これが「流行」に左右されない自力だと思います。


[5]総集編部数決定のプロセスとその結果

以上の経験と、コミケでいつもご来訪いただける方々(リピーターと定義)をベースに、総集編の部数は算出しました。



1:リピーター(200〜250前後)

2:これまでの頒布数(1巻は最大700/イベント+委託含む)

3:「総集編」による新規効果(3年で300を想定)



1と2は重複するものの、3の強さを体感していたので、3年かければなんとか頒布しきれるだろうという計算の元、1,000部の印刷に踏み切りました。



以下はその結果分かったことです。


1:分厚いことの宣伝効果とイベント頒布の弱さ

コミケカタログより分厚い」「1キログラム」は結果論でしたが、宣伝効果になりましたし、スペースで訪問される方との間の楽しい話題になりました。目立つので、非常に強力な素材でした。



その一方で、「重いから買えない」と告げた方がかなりいたのも勉強になりました。確かに最初に買うと行動が制限されますし、明らかに手にしたバッグに入らないであろう方々もいました。これは意外な発見でした。

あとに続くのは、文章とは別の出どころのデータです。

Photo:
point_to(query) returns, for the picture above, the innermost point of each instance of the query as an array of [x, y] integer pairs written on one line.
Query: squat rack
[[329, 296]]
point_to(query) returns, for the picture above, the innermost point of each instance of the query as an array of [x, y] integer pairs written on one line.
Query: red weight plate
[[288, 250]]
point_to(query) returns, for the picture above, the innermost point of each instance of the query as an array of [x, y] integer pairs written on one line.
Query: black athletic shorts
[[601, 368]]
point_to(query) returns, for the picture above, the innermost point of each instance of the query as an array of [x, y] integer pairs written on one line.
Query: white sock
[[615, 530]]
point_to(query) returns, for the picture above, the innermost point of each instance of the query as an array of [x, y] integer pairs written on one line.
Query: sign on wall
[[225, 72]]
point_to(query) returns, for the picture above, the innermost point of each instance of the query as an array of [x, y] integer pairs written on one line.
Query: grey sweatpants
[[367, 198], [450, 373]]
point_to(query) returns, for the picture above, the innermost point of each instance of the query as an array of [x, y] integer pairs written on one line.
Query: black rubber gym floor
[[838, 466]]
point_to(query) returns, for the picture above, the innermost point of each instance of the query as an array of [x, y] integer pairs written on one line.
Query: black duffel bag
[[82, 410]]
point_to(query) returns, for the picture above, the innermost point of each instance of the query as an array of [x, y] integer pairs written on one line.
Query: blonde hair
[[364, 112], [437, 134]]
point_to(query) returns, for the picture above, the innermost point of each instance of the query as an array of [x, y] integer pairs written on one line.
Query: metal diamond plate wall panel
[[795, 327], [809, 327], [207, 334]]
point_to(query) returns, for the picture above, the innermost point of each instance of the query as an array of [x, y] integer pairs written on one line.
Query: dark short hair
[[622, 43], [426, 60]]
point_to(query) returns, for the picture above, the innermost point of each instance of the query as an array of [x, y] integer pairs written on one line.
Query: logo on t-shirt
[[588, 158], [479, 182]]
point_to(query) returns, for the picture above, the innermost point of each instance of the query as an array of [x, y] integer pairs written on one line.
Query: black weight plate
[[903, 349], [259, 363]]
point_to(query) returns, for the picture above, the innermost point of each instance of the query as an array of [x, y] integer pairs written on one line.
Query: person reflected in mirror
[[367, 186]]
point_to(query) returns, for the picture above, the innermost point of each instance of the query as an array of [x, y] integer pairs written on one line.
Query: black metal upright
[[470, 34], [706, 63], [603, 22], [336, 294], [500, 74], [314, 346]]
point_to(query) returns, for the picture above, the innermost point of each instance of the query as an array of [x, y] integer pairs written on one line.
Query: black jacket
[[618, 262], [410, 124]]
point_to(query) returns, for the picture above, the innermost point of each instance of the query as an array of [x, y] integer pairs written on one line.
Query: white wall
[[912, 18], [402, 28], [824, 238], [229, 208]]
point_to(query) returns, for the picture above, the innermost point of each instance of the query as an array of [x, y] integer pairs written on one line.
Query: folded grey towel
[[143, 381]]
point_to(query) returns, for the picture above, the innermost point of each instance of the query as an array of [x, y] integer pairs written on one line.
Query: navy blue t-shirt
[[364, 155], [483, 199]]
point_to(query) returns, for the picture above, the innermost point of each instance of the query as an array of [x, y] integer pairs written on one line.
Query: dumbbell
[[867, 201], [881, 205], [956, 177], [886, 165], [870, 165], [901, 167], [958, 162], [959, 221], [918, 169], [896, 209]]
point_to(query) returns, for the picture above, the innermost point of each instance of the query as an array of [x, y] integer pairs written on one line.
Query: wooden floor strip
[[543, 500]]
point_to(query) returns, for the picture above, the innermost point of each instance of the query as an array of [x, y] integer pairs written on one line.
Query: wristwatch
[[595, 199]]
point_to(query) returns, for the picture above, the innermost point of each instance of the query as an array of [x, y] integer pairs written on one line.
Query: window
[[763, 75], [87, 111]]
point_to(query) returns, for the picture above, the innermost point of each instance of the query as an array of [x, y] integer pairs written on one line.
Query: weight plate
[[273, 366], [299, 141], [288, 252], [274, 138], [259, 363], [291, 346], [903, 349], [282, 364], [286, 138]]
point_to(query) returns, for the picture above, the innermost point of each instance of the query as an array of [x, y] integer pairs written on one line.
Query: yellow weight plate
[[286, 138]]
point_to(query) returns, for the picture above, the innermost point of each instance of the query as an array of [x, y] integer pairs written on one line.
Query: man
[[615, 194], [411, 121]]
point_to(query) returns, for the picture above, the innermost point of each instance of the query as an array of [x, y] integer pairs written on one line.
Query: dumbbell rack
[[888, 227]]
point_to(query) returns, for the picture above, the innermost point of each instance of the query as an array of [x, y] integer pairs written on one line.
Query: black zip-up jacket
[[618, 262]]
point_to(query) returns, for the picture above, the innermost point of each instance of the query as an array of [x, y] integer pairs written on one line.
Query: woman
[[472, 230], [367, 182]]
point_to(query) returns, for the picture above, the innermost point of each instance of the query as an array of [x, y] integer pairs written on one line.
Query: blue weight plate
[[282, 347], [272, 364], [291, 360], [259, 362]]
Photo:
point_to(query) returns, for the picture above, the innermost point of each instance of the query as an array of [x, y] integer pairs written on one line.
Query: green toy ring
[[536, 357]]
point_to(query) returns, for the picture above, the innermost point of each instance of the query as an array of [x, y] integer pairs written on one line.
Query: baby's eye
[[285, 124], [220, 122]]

分厚さの評価は、本の質的な内容とは直接関係しません。同人は内容だけではなく、「本の情熱」「異質性」でも評価してもらえる余地があります。努力したところが評価されるのはアマチュアならではかもしれません。


2:言い切れる・わかりやすい

総集編だったので、内容がはっきりしています。「これ一冊でわかる」、という言い方をしたので、自信を持てました。すっきりと説明できました。わかりやすいので、買いやすかったのでしょう。


3:取り上げられる可能性が高まる

1と2などがあいまってか、アキバBlog様やティアズマガジンにて掲載される結果となり、一見の方に「気づいてもらえる」機会が増えました。その結果、3年間の予想が3ヶ月になる結果となりましたし、400部の増刷を行うことにも繋がりました。


4:限界を知る

今回の結果は、「総集編」独自のものとそれによる追い風が強く、決して自分のブランドが上がったものではありません。なので、次の冬コミで印刷した部数は控えめにしました。そして、その判断は正しいものでした。



自分の本がなぜ売れたのかを考えておくと、「次」の判断をする時に見誤りにくくなると思います。失敗が少なければ凹みにくく、同人活動の無理も生じません。自分のサークルは自分にとってはonlyですが、他の人からすればone of themです。忘れられることも多いでしょう。次に来てくれないのは残念ですが、一期一会で出会えた幸運に感謝して、それ以上を求めすぎないことも意識しています。


[終わりに]一番大切なのは試行錯誤・「考えて」「次に生かすこと」

以上、部数決定に際して「自分がいる場所を理解する」ことが大切だと書きました。ここまで観察されている方は少ないと思いますし、おかしいぐらいに同人活動を「考えて」していると自覚はあります。


伝えたいことは伝えられていますか?

なぜ本を作るのでしょうか?



イベントに参加したいだけならば、本を作る必要はありません。自分が作りたい、表現したい、そしてその表現の先には必ず読者がいます。読者がいなければ本は存在しないも同じです。久我の個人的な考え方では、伝えたい相手に伝えたいことが伝わらないものに、意味はありません。相手に応じて、相手に伝わるように、相手に理解できる言葉で、伝えるように工夫が必要になります。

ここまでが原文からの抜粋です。